C'est une petite révolution. Et lorsqu'on poussait ces idées il y a 7 ans, elles étaient vues avec suspicion. Et je crois qu'à la fois la guerre d'agression russe en Ukraine en 2022 a été un premier réveil stratégique, et le trouble que nous partageons tous depuis quelques semaines en est un supplémentaire. Et maintenant, il faut passer à une nouvelle phase d'action. Et à ce titre, notre coopération, vous le voyez, sert cette ambition. Enfin, sur les grands sujets internationaux, nous avons pu évoquer notre agenda commun et nous servons les mêmes objectifs. Et je veux dire ici combien le passage de témoins était une étape importante hier à Lisbonne, de Lisbonne à Nice pour le deuxième Sommet des Nations Unies sur les océans, qui s'est tenu en 2022 dans votre pays, jusqu'au troisième que nous organiserons en juin prochain, en lien avec le Costa Rica, où nous voulons poursuivre le travail et les efforts qui ont été conduits sur un sujet absolument décisif. Je ne serai pas plus long. Le Premier ministre a parfaitement détaillé le reste des sujets et je partage totalement, nous parlons d'une même voie.

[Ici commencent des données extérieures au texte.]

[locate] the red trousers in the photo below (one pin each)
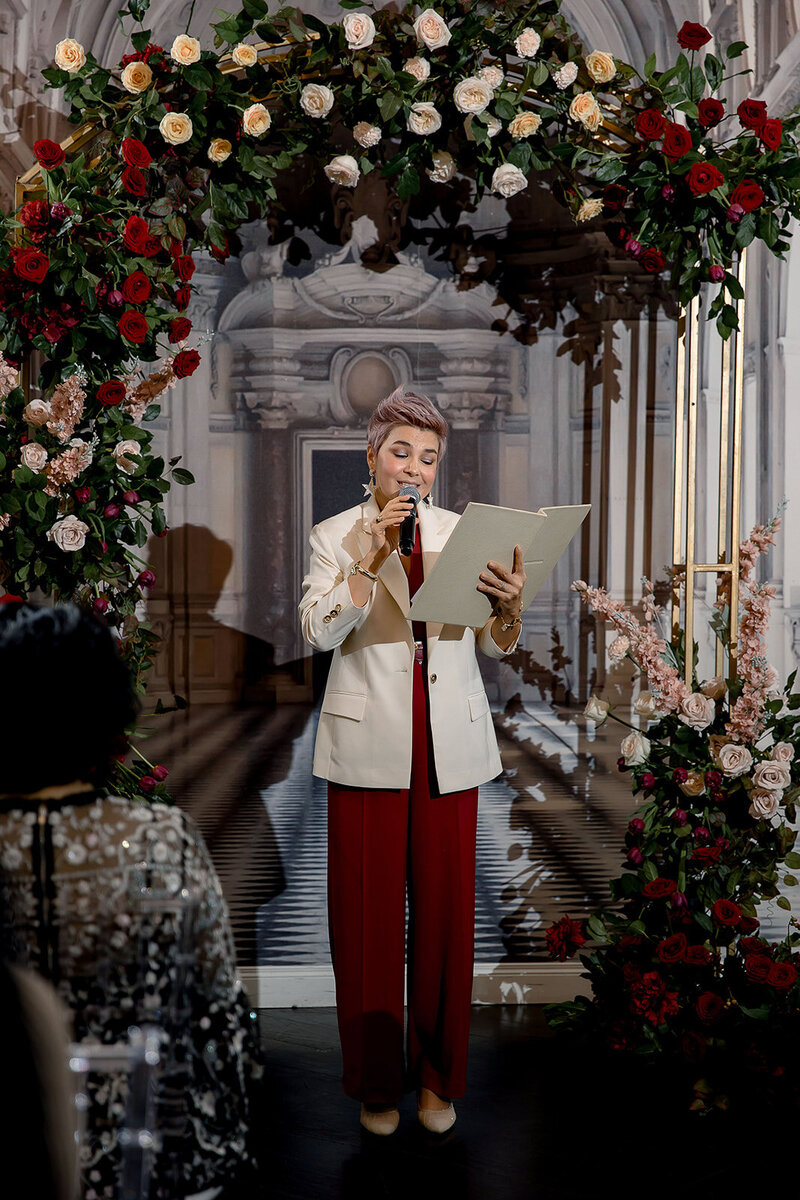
(379, 843)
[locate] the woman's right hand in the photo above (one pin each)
(386, 526)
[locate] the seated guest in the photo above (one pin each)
(119, 905)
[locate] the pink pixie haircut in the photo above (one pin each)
(405, 408)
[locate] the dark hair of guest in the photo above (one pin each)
(66, 697)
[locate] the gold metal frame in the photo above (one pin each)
(687, 400)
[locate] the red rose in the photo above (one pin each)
(653, 261)
(752, 113)
(136, 234)
(704, 177)
(136, 153)
(678, 141)
(691, 35)
(186, 363)
(133, 327)
(672, 949)
(31, 264)
(771, 133)
(659, 889)
(709, 1006)
(782, 976)
(110, 393)
(747, 195)
(133, 181)
(650, 124)
(184, 268)
(48, 154)
(137, 288)
(726, 912)
(709, 112)
(179, 329)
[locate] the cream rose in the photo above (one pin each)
(245, 55)
(773, 777)
(696, 711)
(444, 167)
(524, 124)
(367, 135)
(601, 66)
(635, 749)
(256, 120)
(37, 412)
(34, 455)
(431, 29)
(733, 760)
(185, 51)
(70, 55)
(175, 127)
(528, 43)
(343, 169)
(589, 210)
(137, 77)
(359, 30)
(423, 118)
(316, 100)
(585, 111)
(121, 451)
(471, 95)
(419, 67)
(220, 150)
(507, 180)
(68, 534)
(596, 709)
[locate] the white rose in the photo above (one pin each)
(601, 66)
(596, 709)
(524, 124)
(367, 135)
(419, 67)
(619, 648)
(185, 51)
(121, 450)
(444, 167)
(343, 169)
(471, 95)
(696, 711)
(773, 777)
(359, 30)
(68, 534)
(316, 100)
(256, 120)
(763, 803)
(137, 77)
(34, 455)
(733, 759)
(220, 150)
(507, 180)
(528, 43)
(37, 412)
(175, 127)
(635, 749)
(245, 55)
(431, 29)
(423, 119)
(70, 55)
(565, 76)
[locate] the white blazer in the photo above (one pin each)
(364, 738)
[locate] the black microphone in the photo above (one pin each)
(409, 523)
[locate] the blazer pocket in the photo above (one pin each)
(346, 703)
(479, 705)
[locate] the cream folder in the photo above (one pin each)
(485, 533)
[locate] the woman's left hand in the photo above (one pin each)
(505, 586)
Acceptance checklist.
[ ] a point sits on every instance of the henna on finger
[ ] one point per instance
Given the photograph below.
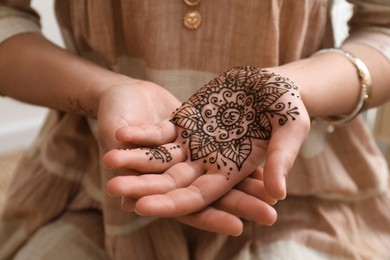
(221, 120)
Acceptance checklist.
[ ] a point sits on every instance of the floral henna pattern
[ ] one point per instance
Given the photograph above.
(223, 117)
(160, 153)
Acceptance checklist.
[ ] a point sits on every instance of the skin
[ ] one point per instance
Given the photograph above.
(62, 80)
(182, 195)
(65, 82)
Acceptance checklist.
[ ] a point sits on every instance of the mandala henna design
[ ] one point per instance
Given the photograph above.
(224, 116)
(160, 153)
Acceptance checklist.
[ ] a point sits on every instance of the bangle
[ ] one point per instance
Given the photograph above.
(365, 90)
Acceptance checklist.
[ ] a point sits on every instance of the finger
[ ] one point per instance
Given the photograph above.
(282, 152)
(157, 159)
(148, 135)
(178, 176)
(214, 220)
(128, 204)
(256, 189)
(258, 173)
(202, 192)
(246, 206)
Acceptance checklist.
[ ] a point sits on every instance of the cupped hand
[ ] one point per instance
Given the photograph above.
(228, 128)
(132, 103)
(136, 103)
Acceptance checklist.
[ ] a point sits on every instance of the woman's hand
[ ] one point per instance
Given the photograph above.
(226, 130)
(136, 103)
(133, 103)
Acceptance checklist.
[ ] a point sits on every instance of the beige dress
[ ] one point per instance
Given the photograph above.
(338, 203)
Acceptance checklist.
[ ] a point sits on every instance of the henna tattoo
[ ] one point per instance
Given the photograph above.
(223, 117)
(160, 153)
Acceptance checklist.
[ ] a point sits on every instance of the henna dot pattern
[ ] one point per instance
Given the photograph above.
(159, 153)
(222, 118)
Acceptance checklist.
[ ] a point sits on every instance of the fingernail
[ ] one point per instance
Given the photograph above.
(283, 187)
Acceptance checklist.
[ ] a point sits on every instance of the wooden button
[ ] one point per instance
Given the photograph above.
(192, 19)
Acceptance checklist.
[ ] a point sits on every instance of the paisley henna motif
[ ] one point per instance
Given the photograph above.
(159, 153)
(223, 117)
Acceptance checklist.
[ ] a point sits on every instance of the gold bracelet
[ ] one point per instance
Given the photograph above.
(365, 92)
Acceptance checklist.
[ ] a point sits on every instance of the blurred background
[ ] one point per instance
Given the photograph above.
(19, 122)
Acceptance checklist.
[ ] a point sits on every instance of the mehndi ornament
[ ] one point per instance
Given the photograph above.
(220, 121)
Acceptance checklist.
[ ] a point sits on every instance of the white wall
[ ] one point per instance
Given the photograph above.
(19, 122)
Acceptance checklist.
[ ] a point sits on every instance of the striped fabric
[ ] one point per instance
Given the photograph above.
(56, 208)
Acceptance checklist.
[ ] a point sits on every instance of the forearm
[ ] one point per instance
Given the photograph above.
(329, 83)
(36, 71)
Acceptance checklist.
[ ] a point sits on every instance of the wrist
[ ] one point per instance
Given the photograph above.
(328, 84)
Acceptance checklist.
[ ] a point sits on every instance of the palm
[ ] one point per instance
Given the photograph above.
(132, 104)
(225, 132)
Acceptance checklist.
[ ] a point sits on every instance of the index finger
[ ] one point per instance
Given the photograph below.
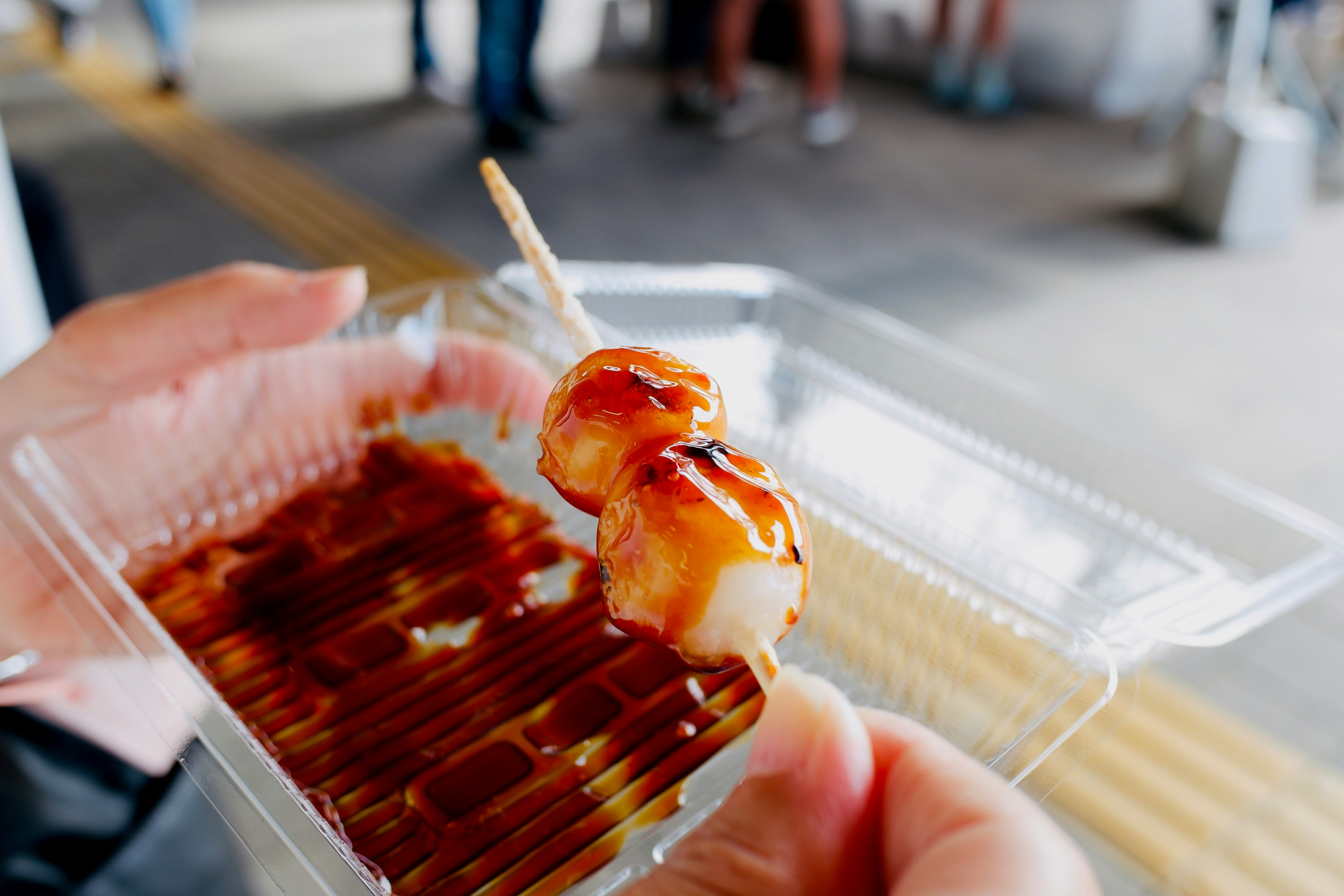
(953, 828)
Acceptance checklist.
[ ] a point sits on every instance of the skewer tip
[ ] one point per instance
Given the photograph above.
(763, 660)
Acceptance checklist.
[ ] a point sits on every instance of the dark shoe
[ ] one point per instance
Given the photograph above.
(690, 107)
(509, 135)
(541, 111)
(173, 81)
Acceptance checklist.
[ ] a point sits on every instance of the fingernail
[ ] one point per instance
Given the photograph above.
(338, 279)
(788, 729)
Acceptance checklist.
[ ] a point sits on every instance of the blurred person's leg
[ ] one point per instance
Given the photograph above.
(429, 80)
(500, 72)
(991, 92)
(171, 23)
(828, 117)
(73, 26)
(531, 100)
(686, 41)
(742, 109)
(947, 83)
(734, 21)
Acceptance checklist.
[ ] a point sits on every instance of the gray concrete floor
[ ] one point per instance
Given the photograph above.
(1029, 242)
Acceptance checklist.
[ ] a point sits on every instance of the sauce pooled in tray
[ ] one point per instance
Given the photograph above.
(429, 660)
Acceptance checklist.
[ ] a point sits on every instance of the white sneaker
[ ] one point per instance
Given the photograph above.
(828, 125)
(745, 116)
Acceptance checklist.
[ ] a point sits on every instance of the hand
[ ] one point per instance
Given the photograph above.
(859, 801)
(139, 371)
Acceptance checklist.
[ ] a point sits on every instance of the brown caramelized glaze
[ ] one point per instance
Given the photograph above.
(613, 402)
(702, 550)
(430, 662)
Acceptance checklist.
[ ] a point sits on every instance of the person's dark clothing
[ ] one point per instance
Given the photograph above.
(686, 34)
(45, 221)
(424, 56)
(77, 821)
(504, 61)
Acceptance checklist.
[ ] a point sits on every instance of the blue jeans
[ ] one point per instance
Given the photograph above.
(504, 57)
(171, 23)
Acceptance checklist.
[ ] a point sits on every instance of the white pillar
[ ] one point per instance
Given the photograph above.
(23, 314)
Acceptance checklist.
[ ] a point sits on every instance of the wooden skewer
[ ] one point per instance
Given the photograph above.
(568, 309)
(758, 651)
(763, 660)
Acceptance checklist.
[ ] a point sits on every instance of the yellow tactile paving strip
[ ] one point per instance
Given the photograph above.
(304, 210)
(1202, 803)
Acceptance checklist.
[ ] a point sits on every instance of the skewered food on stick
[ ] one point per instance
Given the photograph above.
(613, 402)
(704, 550)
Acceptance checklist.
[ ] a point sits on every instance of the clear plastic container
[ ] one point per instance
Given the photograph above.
(987, 561)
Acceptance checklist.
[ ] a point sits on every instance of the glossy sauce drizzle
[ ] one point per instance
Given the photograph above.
(430, 662)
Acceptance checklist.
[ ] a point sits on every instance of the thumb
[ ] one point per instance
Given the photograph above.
(139, 342)
(799, 824)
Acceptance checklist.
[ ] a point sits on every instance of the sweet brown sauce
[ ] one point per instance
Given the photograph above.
(468, 726)
(678, 515)
(613, 402)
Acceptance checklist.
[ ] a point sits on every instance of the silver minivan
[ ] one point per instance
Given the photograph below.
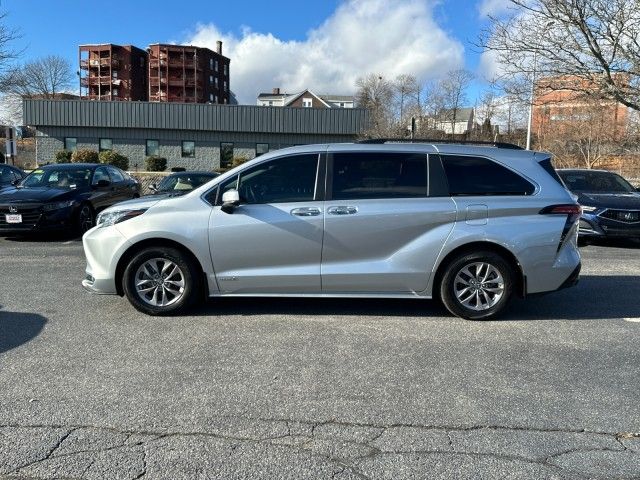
(470, 225)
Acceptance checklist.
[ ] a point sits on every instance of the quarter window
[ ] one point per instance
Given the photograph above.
(100, 174)
(481, 176)
(261, 149)
(287, 179)
(70, 144)
(152, 148)
(188, 149)
(226, 155)
(115, 174)
(379, 175)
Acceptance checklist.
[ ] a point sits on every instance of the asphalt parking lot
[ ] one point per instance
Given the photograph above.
(345, 389)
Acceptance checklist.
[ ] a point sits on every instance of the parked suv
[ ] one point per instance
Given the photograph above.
(471, 225)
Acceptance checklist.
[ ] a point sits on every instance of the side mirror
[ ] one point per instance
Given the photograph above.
(230, 200)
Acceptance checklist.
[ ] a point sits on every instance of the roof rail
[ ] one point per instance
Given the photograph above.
(372, 141)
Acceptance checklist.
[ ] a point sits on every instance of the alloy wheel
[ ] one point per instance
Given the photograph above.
(159, 282)
(479, 286)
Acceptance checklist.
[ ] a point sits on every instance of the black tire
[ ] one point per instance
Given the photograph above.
(86, 219)
(188, 274)
(483, 292)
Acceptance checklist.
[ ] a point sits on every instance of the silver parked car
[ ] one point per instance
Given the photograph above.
(470, 225)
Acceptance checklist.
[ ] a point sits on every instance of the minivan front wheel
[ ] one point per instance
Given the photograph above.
(477, 286)
(160, 281)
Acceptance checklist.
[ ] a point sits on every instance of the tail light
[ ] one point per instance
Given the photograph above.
(571, 210)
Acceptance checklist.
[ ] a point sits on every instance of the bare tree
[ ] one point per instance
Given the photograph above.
(453, 92)
(594, 42)
(45, 77)
(375, 93)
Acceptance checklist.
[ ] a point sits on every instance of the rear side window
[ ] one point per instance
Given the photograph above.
(481, 176)
(287, 179)
(548, 167)
(368, 175)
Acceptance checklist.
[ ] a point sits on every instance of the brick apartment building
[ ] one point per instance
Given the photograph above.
(560, 107)
(188, 74)
(113, 72)
(162, 73)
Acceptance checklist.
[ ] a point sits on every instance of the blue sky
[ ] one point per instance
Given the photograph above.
(322, 44)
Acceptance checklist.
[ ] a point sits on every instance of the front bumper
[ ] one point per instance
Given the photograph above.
(34, 221)
(103, 248)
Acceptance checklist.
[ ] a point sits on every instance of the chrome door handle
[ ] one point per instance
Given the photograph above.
(306, 212)
(342, 210)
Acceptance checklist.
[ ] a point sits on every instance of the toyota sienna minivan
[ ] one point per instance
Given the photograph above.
(470, 225)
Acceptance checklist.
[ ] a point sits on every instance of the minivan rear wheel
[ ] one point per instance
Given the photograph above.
(160, 281)
(477, 286)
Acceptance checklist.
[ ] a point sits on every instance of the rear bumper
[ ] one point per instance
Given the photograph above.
(592, 226)
(573, 279)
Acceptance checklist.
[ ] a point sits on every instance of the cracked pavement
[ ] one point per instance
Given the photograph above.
(294, 389)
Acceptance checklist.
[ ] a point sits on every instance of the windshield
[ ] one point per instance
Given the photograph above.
(68, 178)
(596, 182)
(183, 183)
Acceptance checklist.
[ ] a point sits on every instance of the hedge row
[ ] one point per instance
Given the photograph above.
(91, 156)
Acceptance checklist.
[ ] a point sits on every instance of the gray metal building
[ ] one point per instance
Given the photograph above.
(194, 136)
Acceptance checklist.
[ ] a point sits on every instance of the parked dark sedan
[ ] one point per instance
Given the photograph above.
(63, 197)
(9, 175)
(610, 204)
(182, 182)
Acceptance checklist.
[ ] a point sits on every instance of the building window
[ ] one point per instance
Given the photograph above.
(70, 144)
(105, 145)
(261, 148)
(188, 149)
(226, 155)
(153, 148)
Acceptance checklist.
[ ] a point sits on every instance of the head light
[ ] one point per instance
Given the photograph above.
(106, 219)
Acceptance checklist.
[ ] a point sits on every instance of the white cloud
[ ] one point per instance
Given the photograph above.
(360, 37)
(493, 7)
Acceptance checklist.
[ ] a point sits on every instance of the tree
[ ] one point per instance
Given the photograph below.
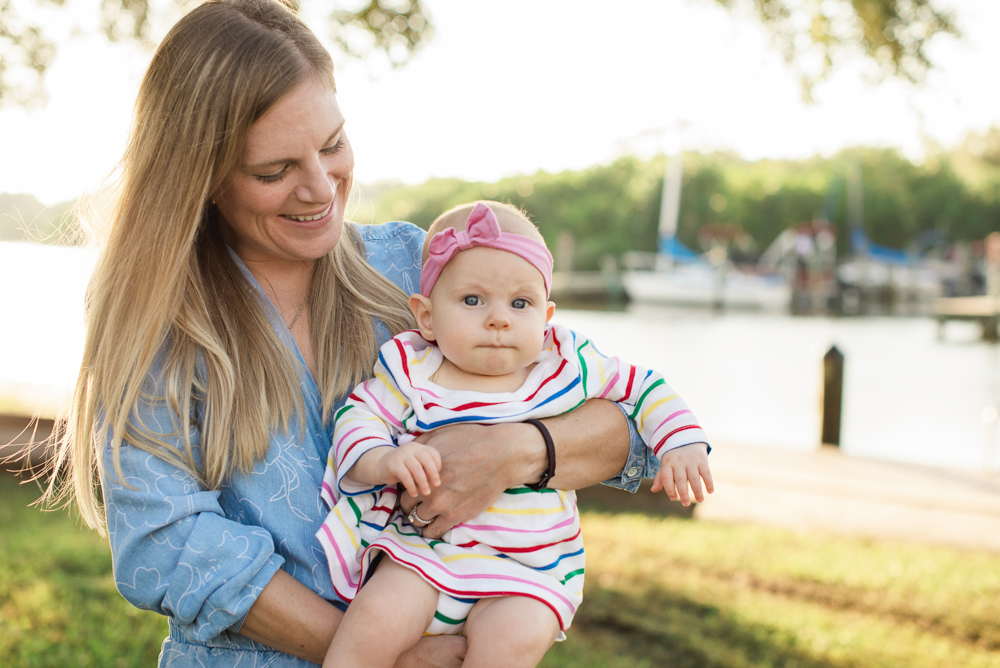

Mais je veux remercier ici l'ensemble des Portugaises et des Portugais, et Monsieur le président de la République, le Premier ministre, les maires de Lisbonne et de Porto, ainsi que tous les représentants que nous avons pu croiser lors de cette visite d'État pour la qualité de leur accueil, pour la chaleur de celui-ci, et surtout pour l'ambition de la feuille de route que nous portons, qui a été consacrée par ce traité d'amitié. Nous nous sentons chez vous comme chez nous, c'est- à-dire avec une forme de liberté, d'amitié, de bienveillance, et cette hospitalité nous a beaucoup touchés pendant ces deux jours. Donc merci infiniment, Monsieur le Premier ministre.
Journaliste
Bonjour Monsieur le Président, bonjour Monsieur le Premier ministre. Je vais rester assis pour mes collègues caméramans derrière et ne pas les déranger à l'image. Je vais rebondir, Monsieur le Président, sur ce que vous venez de dire. L'ombre, vous le disiez il y a quelques instants,
l'ombre, le potentiel tarif supplémentaire de la part de nos alliés américains. Donald TRUMP, justement, qui deux jours après votre voyage à Washington a annoncé que les produits européens feront bientôt l'objet de droits de douane à 25 %. Qu'est-ce que concrètement la France et les Européens en général sont prêts à faire en conséquence à ça ? Est-ce qu'on a déjà une idée sur les produits que vous pourriez peut-être taxer de manière réciproque ou pas ? Et puis plus généralement, qu'est-ce que vous répondez à Donald TRUMP quand il dit que l'Europe a été conçue, je cite : " pour emmerder les Européens ". Votre prédécesseur, François HOLLANDE, dit ce matin que l'administration TRUMP n'est plus notre alliée. Et même dans votre propre camp, ces dernières heures, Valéry HAYER, cheffe de délégation Renew au Parlement européen, disait que les États-Unis n'étaient plus nos alliés. Eux aussi, les termes sont très forts. Quel est votre avis sur ça ?
Emmanuel MACRON
Écoutez, j'avais moi-même évoqué le sujet des tarifs pendant et après ce voyage pour dire que la discussion avait été difficile et que j'en partais avec très peu d'espoir. Pourquoi ? Parce qu'il y a, je crois, des incompréhensions, des problèmes de conception dans l'approche commerciale qui est aujourd'hui proposée par cette administration. Et le cœur du raisonnement est que nos taxes sur la consommation, en particulier la taxe sur la valeur ajoutée, serait un tarif ; ce qui est factuellement faux. Et donc je l'ai plaidé, j'ai expliqué, on a échangé des papiers avec le président TRUMP et son équipe. Et je pense qu'il faut que le travail soit fait jusqu'au bout en lien avec nos partenaires. Je sais que Keir STARMER a fait pareil hier et que la Commission a fait la même chose.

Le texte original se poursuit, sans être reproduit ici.